Erdogan-Anhänger hatten Davutoglu mangelnde Loyalität vorgeworfen. Sie hatten ihn außerdem beschuldigt, die von Erdogan angestrebte Einführung eines Präsidialsystems in der Türkei nicht engagiert genug voranzutreiben. Nach einem Treffen mit Erdogan hatte Davutoglu am Donnerstag vor zwei Wochen seinen Rückzug angekündigt. Davutoglu war Erdogan im August 2014 an der Spitze der AKP und der Regierung nachgefolgt. Erdogan war damals vom Volk zum Staatspräsidenten gewählt worden.

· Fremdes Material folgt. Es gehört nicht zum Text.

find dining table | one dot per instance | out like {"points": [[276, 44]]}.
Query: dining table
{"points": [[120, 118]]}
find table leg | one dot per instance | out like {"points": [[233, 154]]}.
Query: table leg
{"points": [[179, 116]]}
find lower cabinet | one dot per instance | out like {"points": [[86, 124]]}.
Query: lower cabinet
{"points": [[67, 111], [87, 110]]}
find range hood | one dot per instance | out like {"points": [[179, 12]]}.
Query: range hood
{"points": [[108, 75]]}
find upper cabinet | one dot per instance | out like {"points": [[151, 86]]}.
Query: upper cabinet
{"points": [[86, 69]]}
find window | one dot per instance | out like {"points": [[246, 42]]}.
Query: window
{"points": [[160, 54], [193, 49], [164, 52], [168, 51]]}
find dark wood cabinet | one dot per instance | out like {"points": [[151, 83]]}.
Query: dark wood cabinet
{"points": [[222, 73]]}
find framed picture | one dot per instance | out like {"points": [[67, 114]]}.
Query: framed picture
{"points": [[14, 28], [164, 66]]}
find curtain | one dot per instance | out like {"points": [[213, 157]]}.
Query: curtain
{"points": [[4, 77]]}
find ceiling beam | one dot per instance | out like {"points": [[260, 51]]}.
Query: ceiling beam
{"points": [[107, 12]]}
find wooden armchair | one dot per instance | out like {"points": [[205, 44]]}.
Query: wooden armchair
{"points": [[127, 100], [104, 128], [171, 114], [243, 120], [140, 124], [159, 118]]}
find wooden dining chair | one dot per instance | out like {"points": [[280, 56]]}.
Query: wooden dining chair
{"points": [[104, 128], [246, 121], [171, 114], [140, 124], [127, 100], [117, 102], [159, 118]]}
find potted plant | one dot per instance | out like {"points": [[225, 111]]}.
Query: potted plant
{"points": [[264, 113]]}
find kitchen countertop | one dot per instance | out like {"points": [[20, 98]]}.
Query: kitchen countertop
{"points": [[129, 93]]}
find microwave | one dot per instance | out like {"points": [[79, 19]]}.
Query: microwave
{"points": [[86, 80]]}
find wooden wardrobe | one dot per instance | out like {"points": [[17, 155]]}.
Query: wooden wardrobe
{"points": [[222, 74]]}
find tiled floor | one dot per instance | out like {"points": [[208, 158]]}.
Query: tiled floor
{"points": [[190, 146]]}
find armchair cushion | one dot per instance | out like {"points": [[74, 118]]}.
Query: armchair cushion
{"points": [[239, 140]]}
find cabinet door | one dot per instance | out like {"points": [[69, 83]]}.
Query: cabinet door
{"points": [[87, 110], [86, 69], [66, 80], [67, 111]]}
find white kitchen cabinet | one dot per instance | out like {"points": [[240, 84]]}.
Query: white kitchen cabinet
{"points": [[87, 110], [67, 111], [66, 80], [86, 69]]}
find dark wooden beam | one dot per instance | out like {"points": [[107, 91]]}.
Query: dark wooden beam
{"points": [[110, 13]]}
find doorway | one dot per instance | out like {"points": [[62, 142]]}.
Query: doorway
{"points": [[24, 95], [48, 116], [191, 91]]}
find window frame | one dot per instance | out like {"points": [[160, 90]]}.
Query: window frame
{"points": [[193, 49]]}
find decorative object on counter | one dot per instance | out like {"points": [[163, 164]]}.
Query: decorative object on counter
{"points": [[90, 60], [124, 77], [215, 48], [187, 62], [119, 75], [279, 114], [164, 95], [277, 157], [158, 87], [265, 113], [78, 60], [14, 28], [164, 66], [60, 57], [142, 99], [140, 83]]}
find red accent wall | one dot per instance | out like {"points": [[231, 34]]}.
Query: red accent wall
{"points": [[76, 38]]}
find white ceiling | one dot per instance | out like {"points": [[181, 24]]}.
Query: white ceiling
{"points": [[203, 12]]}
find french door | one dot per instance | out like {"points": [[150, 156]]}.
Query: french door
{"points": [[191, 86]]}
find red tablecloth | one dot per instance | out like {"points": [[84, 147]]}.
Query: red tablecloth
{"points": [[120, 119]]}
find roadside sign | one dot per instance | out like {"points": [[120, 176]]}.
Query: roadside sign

Der Türkei-Deal wird unterlaufen

Wie die „Welt“ berichtet, gehen die Rückführungen von Flüchtlingen in die Türkei schleppender voran als erwartet. Die Asylrichter erlaubten den Flüchtlingen oft, in Griechenland zu bleiben. Vor allem aus einem Grund, der sich künftig noch verstärken dürfte: Die Türkei ist kein sicheres Drittland und die zugesicherten Asyl-Schnellverfahren müssen darum eingehender geprüft werden. Der EU-Türkei-Flüchtlingspakt sieht vor, dass grundsätzlich alle Flüchtlinge zurück in die Türkei geschickt werden können. Auf Lesbos wurden laut „Welt“ bislang 174 Asylanträge in erster Instanz geprüft. 100 Syrer bekamen die Erlaubnis, in Griechenland zu bleiben. Sie seien bereits zum Festland gereist, berichtete die griechische Zeitung „Kathimerini„. Allein auf Lesbos warten mehr als 4000 Migranten auf die Beschlüsse der Asylrichter.